Swift Key Word Prediction Algorithm

Philipp Brandl
04/27/2015

Objective

The goal of the Capstone Project is to create a shiny app that is able to predict the next word when entering a text.

Features of the App:

  • present three predicted words to the user
  • ability to click on predicted words to enter them into text box
  • display weights of predicted words

Usage

In the first half of the screen is the Input and Output section with the text box to display words either captured through the key strokes or from the word buttons.

Please wait until there are three predicted words are presented before using the application. Otherwise it is not fully loaded.

Interaction:

  • type word into text box
  • click on predicted word to automatically enter it into text box

Algorithm

Two concepts are used for the algorithm

  1. Stupid Backoff Algorithm - To find the probability of word appearing in a sentence it will first look for context for the word at the n-gram level and if there is no n-gram of that size it will recurse to the (n-1)-gram and multiply its score with 0.4. The recursion stops at unigrams.

  2. Spooky.x - The Jenkins hash functions are a collection of (non-cryptographic) hash functions for multi-byte keys designed by Bob Jenkins. They detect identical records in a database and also used as checksums to detect accidental data corruption.

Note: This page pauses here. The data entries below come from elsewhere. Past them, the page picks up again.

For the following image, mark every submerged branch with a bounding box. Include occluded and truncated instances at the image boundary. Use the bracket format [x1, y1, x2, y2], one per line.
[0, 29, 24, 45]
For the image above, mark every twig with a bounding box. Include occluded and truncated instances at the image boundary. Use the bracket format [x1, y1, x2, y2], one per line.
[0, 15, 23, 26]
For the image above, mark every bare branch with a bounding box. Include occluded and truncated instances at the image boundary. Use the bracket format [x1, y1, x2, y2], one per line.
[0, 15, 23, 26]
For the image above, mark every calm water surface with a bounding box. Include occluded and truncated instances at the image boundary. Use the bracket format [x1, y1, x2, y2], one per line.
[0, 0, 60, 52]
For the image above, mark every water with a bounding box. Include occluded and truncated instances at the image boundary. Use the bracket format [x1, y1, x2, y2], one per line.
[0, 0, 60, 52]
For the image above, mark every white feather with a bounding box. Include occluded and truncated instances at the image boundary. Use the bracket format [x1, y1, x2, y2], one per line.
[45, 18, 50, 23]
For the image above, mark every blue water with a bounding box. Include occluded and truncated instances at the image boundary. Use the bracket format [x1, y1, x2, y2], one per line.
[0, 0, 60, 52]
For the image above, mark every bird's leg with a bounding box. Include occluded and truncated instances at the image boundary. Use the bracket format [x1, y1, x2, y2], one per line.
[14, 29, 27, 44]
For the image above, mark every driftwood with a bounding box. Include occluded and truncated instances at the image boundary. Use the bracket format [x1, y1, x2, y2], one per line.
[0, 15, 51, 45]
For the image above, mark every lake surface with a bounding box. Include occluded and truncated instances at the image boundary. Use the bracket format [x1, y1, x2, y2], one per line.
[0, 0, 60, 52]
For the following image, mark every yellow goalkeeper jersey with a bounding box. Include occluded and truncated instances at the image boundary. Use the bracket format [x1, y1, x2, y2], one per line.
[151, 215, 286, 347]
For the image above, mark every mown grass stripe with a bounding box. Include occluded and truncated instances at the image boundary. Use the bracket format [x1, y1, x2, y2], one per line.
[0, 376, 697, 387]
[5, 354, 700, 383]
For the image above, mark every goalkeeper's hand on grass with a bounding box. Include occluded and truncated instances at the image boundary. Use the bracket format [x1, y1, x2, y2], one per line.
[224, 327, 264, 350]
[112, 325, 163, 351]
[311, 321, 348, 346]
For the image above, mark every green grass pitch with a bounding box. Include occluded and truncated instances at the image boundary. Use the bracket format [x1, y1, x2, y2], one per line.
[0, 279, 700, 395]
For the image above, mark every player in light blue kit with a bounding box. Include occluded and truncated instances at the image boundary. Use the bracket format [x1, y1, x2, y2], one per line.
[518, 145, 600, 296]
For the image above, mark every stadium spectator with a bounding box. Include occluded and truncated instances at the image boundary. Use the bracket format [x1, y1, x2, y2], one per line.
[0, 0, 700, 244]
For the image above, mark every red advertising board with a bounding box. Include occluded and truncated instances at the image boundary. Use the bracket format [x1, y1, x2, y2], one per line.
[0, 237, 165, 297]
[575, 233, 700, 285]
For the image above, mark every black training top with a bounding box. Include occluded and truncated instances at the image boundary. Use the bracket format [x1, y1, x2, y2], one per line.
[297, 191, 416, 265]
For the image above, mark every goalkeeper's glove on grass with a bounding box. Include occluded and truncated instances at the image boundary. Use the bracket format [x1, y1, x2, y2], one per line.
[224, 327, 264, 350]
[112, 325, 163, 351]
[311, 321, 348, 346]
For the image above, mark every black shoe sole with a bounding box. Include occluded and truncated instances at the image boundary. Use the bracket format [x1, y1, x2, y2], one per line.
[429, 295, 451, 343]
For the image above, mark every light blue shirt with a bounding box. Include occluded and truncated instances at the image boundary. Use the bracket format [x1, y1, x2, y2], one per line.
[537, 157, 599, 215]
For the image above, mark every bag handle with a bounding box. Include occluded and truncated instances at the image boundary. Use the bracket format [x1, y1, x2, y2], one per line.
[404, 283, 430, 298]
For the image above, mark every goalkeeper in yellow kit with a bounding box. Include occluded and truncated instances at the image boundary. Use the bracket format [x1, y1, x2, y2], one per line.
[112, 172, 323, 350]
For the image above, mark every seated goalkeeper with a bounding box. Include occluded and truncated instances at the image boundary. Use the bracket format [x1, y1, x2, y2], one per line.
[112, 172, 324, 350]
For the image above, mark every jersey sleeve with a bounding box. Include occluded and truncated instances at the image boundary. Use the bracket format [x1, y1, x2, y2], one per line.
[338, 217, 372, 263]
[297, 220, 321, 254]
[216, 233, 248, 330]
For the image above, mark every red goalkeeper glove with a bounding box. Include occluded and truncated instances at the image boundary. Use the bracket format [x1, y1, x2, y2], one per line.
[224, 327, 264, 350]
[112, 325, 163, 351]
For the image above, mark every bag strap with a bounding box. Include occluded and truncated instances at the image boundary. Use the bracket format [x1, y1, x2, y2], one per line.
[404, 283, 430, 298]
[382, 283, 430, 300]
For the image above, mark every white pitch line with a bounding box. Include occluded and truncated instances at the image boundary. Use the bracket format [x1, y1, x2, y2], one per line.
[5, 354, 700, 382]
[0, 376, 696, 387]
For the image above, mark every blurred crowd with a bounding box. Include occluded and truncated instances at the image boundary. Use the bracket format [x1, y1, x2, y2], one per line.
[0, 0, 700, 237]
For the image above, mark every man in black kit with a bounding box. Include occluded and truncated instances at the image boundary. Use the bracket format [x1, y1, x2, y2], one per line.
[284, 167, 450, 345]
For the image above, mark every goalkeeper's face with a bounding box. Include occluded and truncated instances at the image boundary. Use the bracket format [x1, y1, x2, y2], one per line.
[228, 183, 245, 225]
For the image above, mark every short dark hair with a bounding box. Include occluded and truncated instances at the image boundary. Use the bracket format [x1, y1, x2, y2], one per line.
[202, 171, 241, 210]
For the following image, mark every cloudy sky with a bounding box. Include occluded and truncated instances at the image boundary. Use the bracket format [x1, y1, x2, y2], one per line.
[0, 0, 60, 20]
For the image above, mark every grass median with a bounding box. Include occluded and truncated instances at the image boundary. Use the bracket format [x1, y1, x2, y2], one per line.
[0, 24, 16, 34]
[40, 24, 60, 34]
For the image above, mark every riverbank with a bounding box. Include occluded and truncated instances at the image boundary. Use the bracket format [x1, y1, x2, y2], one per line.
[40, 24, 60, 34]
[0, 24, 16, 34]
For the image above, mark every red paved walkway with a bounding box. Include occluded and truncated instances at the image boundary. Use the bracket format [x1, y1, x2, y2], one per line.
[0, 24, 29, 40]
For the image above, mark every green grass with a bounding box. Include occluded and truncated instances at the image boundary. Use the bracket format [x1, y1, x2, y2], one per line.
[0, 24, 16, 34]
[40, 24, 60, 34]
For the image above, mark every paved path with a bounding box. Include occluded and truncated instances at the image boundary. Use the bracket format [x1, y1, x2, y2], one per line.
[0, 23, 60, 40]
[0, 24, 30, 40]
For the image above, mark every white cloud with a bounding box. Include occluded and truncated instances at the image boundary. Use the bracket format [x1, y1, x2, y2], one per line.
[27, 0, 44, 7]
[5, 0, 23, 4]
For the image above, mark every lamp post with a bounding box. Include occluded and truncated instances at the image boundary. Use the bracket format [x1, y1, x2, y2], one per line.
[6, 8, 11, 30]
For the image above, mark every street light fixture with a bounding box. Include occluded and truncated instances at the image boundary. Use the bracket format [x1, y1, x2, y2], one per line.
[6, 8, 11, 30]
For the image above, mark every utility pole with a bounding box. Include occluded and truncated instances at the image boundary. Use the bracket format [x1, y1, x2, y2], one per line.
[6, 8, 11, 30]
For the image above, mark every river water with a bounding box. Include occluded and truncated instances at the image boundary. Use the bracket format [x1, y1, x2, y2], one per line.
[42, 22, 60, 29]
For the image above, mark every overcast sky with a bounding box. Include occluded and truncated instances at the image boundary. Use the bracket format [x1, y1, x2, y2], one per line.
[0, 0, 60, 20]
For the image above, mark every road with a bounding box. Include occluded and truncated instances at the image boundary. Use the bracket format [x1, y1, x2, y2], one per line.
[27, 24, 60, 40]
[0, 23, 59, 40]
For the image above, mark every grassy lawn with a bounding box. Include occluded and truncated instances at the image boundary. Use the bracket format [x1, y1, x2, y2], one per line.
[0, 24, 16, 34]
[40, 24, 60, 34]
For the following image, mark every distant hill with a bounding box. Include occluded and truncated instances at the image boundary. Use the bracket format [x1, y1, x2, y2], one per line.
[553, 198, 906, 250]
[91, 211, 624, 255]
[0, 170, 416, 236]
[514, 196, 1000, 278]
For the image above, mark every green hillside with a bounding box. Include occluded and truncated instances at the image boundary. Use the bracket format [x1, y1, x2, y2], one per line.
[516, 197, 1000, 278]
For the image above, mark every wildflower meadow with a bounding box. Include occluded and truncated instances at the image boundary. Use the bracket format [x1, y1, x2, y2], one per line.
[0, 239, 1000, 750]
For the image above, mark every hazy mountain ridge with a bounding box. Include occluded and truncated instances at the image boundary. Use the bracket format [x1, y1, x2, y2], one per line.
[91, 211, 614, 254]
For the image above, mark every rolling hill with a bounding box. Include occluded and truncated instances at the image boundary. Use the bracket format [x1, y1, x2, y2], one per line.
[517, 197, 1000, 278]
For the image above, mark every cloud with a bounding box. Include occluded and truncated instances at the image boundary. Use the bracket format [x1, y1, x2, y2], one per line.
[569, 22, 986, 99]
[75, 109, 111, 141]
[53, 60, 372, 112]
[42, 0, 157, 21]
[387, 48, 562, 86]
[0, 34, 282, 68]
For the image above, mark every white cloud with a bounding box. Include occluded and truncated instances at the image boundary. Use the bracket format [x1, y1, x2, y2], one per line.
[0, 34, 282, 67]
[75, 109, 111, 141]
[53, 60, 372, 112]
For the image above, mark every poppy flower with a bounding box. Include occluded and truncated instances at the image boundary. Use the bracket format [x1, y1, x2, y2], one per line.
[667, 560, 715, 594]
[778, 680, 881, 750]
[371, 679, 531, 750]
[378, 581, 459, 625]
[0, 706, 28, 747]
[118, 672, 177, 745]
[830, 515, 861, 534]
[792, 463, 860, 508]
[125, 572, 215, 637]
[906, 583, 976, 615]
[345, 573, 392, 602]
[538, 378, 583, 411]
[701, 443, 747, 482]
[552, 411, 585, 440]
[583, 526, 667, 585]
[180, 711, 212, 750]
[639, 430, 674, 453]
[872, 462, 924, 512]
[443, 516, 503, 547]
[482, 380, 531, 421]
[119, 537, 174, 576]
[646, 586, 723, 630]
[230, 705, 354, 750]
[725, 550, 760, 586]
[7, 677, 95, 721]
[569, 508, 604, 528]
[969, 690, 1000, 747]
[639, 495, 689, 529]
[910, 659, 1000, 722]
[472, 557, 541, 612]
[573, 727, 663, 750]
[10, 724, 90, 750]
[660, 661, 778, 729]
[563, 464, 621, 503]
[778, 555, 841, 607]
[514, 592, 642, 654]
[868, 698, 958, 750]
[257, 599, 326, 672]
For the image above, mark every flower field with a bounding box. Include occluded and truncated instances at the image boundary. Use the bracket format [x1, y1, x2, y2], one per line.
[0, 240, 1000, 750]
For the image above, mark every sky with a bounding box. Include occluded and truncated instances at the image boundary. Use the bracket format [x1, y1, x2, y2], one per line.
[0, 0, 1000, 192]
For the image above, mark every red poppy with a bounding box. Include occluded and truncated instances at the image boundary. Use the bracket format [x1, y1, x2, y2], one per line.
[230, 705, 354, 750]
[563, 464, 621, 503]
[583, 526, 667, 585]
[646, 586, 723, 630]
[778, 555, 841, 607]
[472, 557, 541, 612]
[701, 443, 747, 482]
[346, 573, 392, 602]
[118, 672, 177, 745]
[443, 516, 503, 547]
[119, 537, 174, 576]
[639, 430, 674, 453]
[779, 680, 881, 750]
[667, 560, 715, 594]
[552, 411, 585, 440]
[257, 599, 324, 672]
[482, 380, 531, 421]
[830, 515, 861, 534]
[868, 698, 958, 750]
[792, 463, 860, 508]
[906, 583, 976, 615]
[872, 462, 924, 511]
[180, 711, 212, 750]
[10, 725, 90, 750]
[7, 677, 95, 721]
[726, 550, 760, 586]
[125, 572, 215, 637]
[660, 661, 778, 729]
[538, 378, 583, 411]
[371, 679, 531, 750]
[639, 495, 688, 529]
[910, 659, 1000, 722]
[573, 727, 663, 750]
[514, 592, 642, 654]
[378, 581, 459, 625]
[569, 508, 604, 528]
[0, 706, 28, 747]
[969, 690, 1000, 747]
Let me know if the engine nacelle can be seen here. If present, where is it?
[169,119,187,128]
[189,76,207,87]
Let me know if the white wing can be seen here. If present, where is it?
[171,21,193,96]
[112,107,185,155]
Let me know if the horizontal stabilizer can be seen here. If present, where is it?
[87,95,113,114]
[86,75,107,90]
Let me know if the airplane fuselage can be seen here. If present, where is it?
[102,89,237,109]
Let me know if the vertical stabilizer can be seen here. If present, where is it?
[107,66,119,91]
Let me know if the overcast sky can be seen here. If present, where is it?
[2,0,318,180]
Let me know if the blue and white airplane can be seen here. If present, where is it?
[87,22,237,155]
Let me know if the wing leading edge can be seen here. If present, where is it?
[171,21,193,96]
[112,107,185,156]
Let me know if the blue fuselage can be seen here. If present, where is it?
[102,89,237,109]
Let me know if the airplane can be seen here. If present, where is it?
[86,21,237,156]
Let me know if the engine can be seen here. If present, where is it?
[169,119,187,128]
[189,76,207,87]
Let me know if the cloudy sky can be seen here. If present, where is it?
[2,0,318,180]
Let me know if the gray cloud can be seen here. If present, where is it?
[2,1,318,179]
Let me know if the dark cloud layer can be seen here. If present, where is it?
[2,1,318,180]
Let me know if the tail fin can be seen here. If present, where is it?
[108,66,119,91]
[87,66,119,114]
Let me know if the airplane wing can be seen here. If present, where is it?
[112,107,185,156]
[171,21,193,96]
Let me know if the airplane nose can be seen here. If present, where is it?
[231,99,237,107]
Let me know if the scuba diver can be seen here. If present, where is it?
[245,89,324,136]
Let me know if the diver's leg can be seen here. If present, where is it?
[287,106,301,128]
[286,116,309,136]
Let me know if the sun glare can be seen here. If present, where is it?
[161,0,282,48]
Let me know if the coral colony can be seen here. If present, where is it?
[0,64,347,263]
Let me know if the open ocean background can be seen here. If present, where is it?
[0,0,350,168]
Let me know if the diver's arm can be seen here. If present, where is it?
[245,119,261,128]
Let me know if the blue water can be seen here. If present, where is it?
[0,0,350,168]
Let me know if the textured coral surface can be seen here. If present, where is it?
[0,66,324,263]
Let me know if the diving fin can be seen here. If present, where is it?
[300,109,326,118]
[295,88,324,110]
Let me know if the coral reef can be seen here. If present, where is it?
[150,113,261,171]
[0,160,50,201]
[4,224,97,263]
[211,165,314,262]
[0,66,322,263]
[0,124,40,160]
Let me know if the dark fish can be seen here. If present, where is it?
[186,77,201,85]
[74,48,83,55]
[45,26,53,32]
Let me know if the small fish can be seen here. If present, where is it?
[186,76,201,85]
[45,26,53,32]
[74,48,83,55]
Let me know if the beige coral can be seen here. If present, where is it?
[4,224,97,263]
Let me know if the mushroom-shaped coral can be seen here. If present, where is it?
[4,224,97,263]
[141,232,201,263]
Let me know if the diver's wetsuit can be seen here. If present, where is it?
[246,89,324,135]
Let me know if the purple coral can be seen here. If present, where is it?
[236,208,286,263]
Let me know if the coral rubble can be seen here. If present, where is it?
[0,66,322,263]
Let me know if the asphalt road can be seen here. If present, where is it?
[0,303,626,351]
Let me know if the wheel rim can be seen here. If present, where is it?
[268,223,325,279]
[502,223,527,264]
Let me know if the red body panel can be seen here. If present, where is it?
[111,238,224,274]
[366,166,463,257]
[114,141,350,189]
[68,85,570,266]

Spooky.32 helps to optimize the search time.

Summary

Application:
1. Dynamic and Multiple choices: recommends 3 words
2. Easy to use: Just write and then click the words as they appear

All recommended words are:
1. Whitestripped
2. Lowercased, Punctuation and numbers removed
3. Tokenized into 1,2,3 and 4 grams using RWeka n-gram tokenizer

Shiny App: https://zyrix.shinyapps.io/swift_key/